Le détail qui tranche la question, et qu'aucune des pages qui se classent sur ce sujet ne relève : les visas de la loi 22-18 citent nommément le texte qui porte le seuil. On y lit « Vu la loi n° 20-07 du 12 Chaoual 1441 correspondant au 4 juin 2020, modifiée, portant loi de finances complémentaire pour 2020, notamment son article 49 ». Le législateur a donc écrit la loi sur l'investissement en ayant cet article sous les yeux, et l'a laissé debout.
Autrement dit : la loi 22-18 organise l'enregistrement de l'investissement, les régimes d'incitation, le guichet unique, la garantie de transfert, la stabilité du régime et le règlement des différends. Le périmètre de la détention étrangère, lui, se lit dans la loi de finances complémentaire pour 2020 telle que réécrite fin 2021. Ce sont deux textes distincts, et les confondre est la source de la moitié des réponses contradictoires en ligne.
Le PDF officiel de la loi 22-18 : https://www.joradp.dz/FTP/jo-francais/2022/F2022050.pdf
C'est l'exception la plus large en pratique, et celle dont le libellé a changé deux fois entre 2020 et 2022.
Ce que le texte ne fait pas : il ne définit ni « matières premières », ni « revente en l'état », ni le point où une transformation fait sortir l'activité du périmètre. Aucun des textes que nous avons vérifiés ne donne cette définition. Ce qui est effectivement lu par l'administration, c'est le code d'activité inscrit au registre du commerce, choisi dans la nomenclature du CNRC au moment du dépôt. C'est donc à ce moment là, et pas après, que la question se joue.
La nomenclature complète, avec la recherche par mot clé : https://www.upgrowth.dz/outils/nomenclature
Ici la réponse est en deux étages : une liste de secteurs dans la loi de finances, et une liste d'activités dans un décret.
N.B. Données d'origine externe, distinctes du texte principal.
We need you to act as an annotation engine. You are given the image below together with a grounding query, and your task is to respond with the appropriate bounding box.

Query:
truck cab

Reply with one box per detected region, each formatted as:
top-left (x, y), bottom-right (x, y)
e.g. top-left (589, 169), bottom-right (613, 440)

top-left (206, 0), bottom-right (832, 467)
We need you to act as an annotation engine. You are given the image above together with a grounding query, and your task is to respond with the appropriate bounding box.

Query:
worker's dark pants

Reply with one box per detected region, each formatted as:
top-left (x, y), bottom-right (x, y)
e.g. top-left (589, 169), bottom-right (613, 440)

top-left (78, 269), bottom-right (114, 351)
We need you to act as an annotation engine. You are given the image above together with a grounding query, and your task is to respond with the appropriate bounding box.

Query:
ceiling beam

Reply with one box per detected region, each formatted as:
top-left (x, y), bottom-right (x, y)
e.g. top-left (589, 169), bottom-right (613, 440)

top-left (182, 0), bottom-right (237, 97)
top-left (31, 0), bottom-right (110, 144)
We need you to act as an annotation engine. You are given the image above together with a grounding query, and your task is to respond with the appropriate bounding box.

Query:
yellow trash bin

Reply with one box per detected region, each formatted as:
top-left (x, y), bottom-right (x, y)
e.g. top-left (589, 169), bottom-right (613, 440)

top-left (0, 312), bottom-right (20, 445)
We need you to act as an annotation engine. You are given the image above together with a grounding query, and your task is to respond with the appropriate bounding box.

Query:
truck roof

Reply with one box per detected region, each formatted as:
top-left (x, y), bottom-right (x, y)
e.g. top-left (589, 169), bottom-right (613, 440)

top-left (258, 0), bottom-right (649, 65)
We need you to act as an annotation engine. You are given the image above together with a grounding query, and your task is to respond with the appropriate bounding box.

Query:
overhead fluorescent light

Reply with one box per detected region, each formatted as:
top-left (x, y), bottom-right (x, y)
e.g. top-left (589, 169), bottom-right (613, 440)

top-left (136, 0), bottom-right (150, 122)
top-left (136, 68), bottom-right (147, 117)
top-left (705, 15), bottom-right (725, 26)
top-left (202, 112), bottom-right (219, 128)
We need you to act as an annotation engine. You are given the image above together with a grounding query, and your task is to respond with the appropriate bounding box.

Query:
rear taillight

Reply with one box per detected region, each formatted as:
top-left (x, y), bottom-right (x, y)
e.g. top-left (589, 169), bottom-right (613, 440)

Les deux n'ont pas évolué au même rythme, et c'est le point le plus délicat de toute la question.
L'état de l'article 50 tel qu'il est publié aujourd'hui. La réécriture de l'article 166 de la loi de finances pour 2022 présente quatre tirets : les industries initiées ou en relation avec les industries militaires relevant du ministère de la défense nationale ; un deuxième tiret imprimé entièrement en points de suspension suivis de la mention « (sans changement) », sans mot d'accroche ; les voies de chemins de fer, suivies de la même mention ; les industries pharmaceutiques, à l'exception, suivies de la même mention. L'article 205 de la loi de finances pour 2025 y a ensuite ajouté un tiret : « les activités de production des engrais ».
Nous avons vérifié ce deuxième tiret sur un rendu image de la page 53 du Journal officiel n° 100 : ce n'est pas un défaut d'extraction de notre part, le Journal officiel publie bien un tiret sans texte. Le libellé consolidé de cette ligne ne peut donc pas être reconstitué à partir des seuls textes modificatifs, et nous ne le devinons pas.
Ce que la liste contenait AVANT cette réécriture, à titre d'état antérieur daté : l'exploitation du domaine minier national et toute ressource souterraine ou superficielle relevant d'une activité extractive en surface ou sous terre, à l'exclusion des carrières et sablières ; l'amont du secteur de l'énergie et toute activité régie par la loi sur les hydrocarbures, ainsi que l'exploitation des réseaux de distribution et d'acheminement de l'électricité et des hydrocarbures ; les industries militaires ; les voies de chemin de fer, les ports et les aéroports ; les industries pharmaceutiques, à l'exception des investissements liés à la fabrication de produits essentiels innovants, à forte valeur ajoutée, exigeant une technologie complexe et protégée, destinés au marché local et à l'exportation.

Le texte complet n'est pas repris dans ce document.